22 June 2013

FZ1 Repair: Wheel Painting

31 May 2013:  Fixing my screw up.

Last year in an effort to learn to do some of my own maintenance, I scratched the *&^%$#@! out of my rear rim attempting to change the tire on my Harbor Freight Tire Changer without modding it.  The guy I bought it from said he did tire changes without scratching the rims so I should be able to as well.  Uhh...nope.

Duriing the winter, I attempted to rectify the damage by stripping the paint like ZGrand (from the FZ1OA) did.  By spring, I realized I really didn't like they way it looked on Baby and started investigating solutions.  The most expensive is aftermarket rims (all the way from Japan), the least was rim paint.  My pocketbook really liked the rim paint so that's what I got.

I read about it before but nothing really good.  I got the Duplicolor Wheel Coating from O'Reilly's Auto Parts and the Duplicolor Paint Stripper in case the aircraft stripper I used in the winter ran out.  Then I spent some time reading and watching videos to make sure I understood what I was doing before I actually did anything.

A few months after I bought the stuff, I finally made the first step:  Remove the rim and break the bead on the tire.  I didn't plan to remove the tire at all.  The next step was to remove the rest of the paint with the stripper and a scotchbrite pad.

I had a little help from my nephew.
The wheel looked better after a complete stripping but I still didn't like the look so I proceeded to the next step:  thorough degrease/cleaning followed by wet sanding.  While I had the rim off, I checked the bearings to make sure they still spun well and looked good.  They did so that was one more thing off of my ever growing maintenance list.

The fourth step:  tape anything I didn't want painted.  I found it in pictures online and from the video on the duplicolor site.  I forgot to take a pic before I put the first coat on.  First coat went on pretty easy and dried quickly enough so that I could put a second coat on within 15 or 20 minutes.

It came out looking pretty good so the next morning I decided to add a couple more coats.  Bad decision.  My hands started hurting midway though the extra coat and I couldn't keep constant pressure on the spray button making me stop before I did anything else to make it look worse.  Before the extra coats it looked good even up close, after it looked good from some feet away.

I gave it a few hours to dry before removing the tape (opposite direction from the paint so as not to peel any away with the tape), re-seating the bead, and re-airing the tire.  A couple of hours later, I put it on the bike.

I think I got lucky that it came out so well.  I even have paint leftover for future touchups that I'm certain will be needed after my next tire change.  At under $15 for both the paint and stripper I can't complain about the outcome.  The only question that remains is durability.  Hopefully it will be durable enough for me to learn how to change the tires without messing up the rim.
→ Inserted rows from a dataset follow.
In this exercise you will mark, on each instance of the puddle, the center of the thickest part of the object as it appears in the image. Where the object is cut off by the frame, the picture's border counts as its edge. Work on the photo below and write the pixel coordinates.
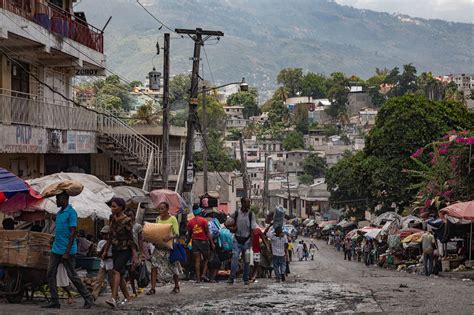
(291, 298)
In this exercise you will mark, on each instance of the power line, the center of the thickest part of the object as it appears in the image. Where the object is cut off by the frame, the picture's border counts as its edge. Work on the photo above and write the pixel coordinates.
(209, 66)
(156, 19)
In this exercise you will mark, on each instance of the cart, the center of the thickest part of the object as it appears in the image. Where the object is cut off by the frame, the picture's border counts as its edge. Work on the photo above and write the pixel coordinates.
(24, 256)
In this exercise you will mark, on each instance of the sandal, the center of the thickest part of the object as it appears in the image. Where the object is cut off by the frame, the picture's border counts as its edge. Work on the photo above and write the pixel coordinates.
(151, 292)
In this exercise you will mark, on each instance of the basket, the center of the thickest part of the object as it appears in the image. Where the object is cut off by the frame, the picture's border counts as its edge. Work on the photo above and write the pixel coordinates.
(25, 249)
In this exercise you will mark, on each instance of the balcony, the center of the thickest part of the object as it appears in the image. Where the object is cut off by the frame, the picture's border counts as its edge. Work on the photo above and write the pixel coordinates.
(57, 21)
(25, 109)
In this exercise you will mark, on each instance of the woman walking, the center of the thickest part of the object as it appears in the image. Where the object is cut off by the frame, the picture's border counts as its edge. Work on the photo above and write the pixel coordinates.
(162, 268)
(123, 248)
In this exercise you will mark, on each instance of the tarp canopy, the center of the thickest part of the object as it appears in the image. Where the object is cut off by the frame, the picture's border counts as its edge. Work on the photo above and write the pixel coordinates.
(459, 213)
(131, 194)
(174, 200)
(373, 233)
(408, 231)
(413, 238)
(324, 223)
(387, 216)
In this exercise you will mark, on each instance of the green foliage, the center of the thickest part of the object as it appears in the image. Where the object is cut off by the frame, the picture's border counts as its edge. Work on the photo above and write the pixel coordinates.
(301, 119)
(314, 85)
(314, 165)
(403, 125)
(135, 83)
(246, 99)
(292, 80)
(294, 140)
(179, 118)
(146, 114)
(179, 88)
(305, 179)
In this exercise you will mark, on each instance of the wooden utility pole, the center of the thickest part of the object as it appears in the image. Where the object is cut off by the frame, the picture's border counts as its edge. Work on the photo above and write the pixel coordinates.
(197, 36)
(243, 167)
(166, 111)
(204, 140)
(290, 202)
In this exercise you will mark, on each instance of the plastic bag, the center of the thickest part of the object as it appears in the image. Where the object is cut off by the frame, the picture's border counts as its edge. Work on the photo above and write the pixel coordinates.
(143, 276)
(178, 253)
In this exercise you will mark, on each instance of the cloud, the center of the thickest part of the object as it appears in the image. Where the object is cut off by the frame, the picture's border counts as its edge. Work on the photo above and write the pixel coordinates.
(451, 10)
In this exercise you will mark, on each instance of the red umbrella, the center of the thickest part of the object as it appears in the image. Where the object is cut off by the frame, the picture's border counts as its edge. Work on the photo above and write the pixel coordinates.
(174, 200)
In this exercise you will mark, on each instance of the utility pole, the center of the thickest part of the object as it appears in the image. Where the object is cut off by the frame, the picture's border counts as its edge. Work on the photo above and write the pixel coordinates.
(265, 184)
(290, 202)
(197, 36)
(166, 111)
(243, 168)
(204, 139)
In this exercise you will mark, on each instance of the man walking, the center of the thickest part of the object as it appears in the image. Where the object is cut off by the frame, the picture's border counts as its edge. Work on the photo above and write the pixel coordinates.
(279, 251)
(64, 251)
(242, 222)
(427, 245)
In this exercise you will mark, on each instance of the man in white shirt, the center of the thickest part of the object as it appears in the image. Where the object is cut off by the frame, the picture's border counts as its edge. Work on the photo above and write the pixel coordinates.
(279, 250)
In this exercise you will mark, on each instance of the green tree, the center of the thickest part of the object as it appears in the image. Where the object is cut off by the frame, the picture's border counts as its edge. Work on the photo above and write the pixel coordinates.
(301, 119)
(179, 89)
(246, 99)
(292, 80)
(179, 118)
(314, 166)
(146, 114)
(294, 140)
(314, 85)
One other thing I did was to put on the tank pads I got at the beginning of the year.  Baby looks fantastic with all black rims and the tank pads!
Just need to get rid of that dent now.
Thanks for reading,

patrice, theWolfTamer

Taken after a short birthday ride.


  1. Looks good man. I love black wheels, cause they don't show brake dust. I painted my old GSXR 1100 wheels like that, but used auto paint from wal-mart. Maybe the stuff you got is better. I prob will redo my Zx-14 wheels one day. Thanks for the tip. Oh, and to really get them smooth, wet sand with 1000 grit paper in between coats.

    1. Thanks for the tip. I didn't sand between coats just before but I really like the finish. I'm just hoping it holds up.